Preparing Clark’s F1 cars, and on the Indianapolis 500 crew with which the world champion won at their third attempt in 1965, brought action and adventure before he joined Lotus Components.
The skilled fabricator left in 1968 to manufacture parts and Formula Ford cars. Unlike Lotus, which had monopolised FF1600’s first year, Lazenby’s Hawkes would use VW-based Hewland gearboxes rather than fragile Renault units.
The long-nosed Hawke DL1 appeared in 1969, developed by sales manager Tony Roberts. Around 35 production DL2s were made over three years, from workshops in Essex and Hertfordshire.
Tom Walkinshaw’s 1969 Scottish title in a DL2 put him on the racing ladder, while Dane Tom Belso and Canadian importer Gary Magwood were among those who impressed in them.
Despite strong sales, finances dwindled as rival manufacturers joined the fray but Roger ‘Mac’ McKinstry helped restructure the enterprise, bringing the experienced and underrated Syd Fox in to race the works DL9.
Future FF1600 star Rick Morris credits his career to ‘Lazo’. “I knew nothing when I bought a DL2 but, after I set fastest lap at Thruxton in 1973, he gave me a DL11, a DL12 [in which Morris was runner-up in the 1975 BAF series] and a DL15 in later years,” he recalled. “We never had a cross word.”
The inboard front-suspended 1976 DL15 was hugely successful, wins by Derek Daly, Derek Warwick and Bernard Devaney contributing to 65 sales. Daly won the Festival – Brands Hatch’s first – in one badged as a prototype DL17.

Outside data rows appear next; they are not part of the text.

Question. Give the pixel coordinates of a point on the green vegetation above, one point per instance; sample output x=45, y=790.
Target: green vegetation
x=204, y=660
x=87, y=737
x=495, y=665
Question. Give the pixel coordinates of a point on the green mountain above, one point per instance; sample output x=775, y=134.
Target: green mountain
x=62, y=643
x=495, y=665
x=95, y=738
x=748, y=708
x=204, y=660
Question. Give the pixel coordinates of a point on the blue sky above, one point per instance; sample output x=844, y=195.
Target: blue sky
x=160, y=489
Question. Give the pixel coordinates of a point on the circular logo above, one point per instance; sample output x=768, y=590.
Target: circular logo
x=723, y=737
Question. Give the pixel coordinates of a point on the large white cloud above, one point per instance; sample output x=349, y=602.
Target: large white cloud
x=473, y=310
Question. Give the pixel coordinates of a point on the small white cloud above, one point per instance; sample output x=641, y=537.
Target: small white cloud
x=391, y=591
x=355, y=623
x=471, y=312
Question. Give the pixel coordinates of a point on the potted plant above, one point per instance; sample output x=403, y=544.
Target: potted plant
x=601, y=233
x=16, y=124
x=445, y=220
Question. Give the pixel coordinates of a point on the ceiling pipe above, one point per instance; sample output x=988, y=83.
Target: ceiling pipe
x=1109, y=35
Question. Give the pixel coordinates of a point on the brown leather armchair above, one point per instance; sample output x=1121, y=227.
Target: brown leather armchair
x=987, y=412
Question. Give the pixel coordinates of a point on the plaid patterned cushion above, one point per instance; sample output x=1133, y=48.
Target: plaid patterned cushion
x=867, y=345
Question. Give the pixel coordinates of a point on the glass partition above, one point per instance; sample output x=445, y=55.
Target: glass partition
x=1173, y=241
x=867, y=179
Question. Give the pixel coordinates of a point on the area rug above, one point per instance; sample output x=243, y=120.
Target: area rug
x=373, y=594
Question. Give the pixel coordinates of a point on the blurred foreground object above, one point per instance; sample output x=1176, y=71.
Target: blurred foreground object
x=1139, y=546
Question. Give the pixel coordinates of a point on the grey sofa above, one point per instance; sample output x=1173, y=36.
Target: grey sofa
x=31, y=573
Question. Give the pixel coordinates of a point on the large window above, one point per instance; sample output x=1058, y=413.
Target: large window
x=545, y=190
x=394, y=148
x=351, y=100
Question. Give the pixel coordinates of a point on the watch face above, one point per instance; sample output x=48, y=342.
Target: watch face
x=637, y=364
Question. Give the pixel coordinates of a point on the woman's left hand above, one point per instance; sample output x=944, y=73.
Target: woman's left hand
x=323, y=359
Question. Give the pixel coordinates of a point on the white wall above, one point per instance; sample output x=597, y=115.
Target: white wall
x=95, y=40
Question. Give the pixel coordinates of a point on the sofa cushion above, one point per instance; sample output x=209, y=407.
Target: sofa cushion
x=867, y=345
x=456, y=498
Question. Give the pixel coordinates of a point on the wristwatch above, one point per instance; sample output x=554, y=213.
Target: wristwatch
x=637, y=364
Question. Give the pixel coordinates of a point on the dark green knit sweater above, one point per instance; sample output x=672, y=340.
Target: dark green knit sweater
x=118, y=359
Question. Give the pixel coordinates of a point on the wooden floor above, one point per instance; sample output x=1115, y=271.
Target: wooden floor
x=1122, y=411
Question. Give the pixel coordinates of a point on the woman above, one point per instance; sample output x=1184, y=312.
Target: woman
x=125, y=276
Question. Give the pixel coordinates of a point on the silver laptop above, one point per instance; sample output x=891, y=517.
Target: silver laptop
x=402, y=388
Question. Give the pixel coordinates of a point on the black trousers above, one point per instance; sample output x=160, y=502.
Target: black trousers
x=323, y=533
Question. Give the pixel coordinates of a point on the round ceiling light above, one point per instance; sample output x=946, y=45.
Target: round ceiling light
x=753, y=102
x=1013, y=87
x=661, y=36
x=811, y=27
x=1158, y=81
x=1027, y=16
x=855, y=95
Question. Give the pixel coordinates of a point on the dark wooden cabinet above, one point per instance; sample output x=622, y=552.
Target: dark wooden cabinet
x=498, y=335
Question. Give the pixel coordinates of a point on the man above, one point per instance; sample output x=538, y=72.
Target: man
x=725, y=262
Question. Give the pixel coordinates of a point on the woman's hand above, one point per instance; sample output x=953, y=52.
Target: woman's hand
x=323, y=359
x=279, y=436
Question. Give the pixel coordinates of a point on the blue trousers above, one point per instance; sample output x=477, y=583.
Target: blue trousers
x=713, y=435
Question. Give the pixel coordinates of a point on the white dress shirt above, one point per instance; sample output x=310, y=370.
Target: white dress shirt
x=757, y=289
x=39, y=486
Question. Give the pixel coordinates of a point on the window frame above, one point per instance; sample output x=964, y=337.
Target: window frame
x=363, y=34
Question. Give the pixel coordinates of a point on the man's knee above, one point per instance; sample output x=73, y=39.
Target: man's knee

After winning slicks-and-wings FF2000 races from 1975-77 with Tiff Needell, Geoff Friswell and Philip Bullman, and building an Adrian Reynard-designed F3 model, Hawke’s FF1600 star waned, despite the brilliant efforts of James Weaver.
Hawke’s owner since 1978, British Air Ferries boss Mike Keegan (Rupert’s father), had grandiose F1 plans but closed the Southend factory in 1979.
Lazenby’s Pace Products subsequently specialised in oil pumps and after-market turbo conversions for road cars in Suffolk. He was also an early director of successful racing team Pace Historics.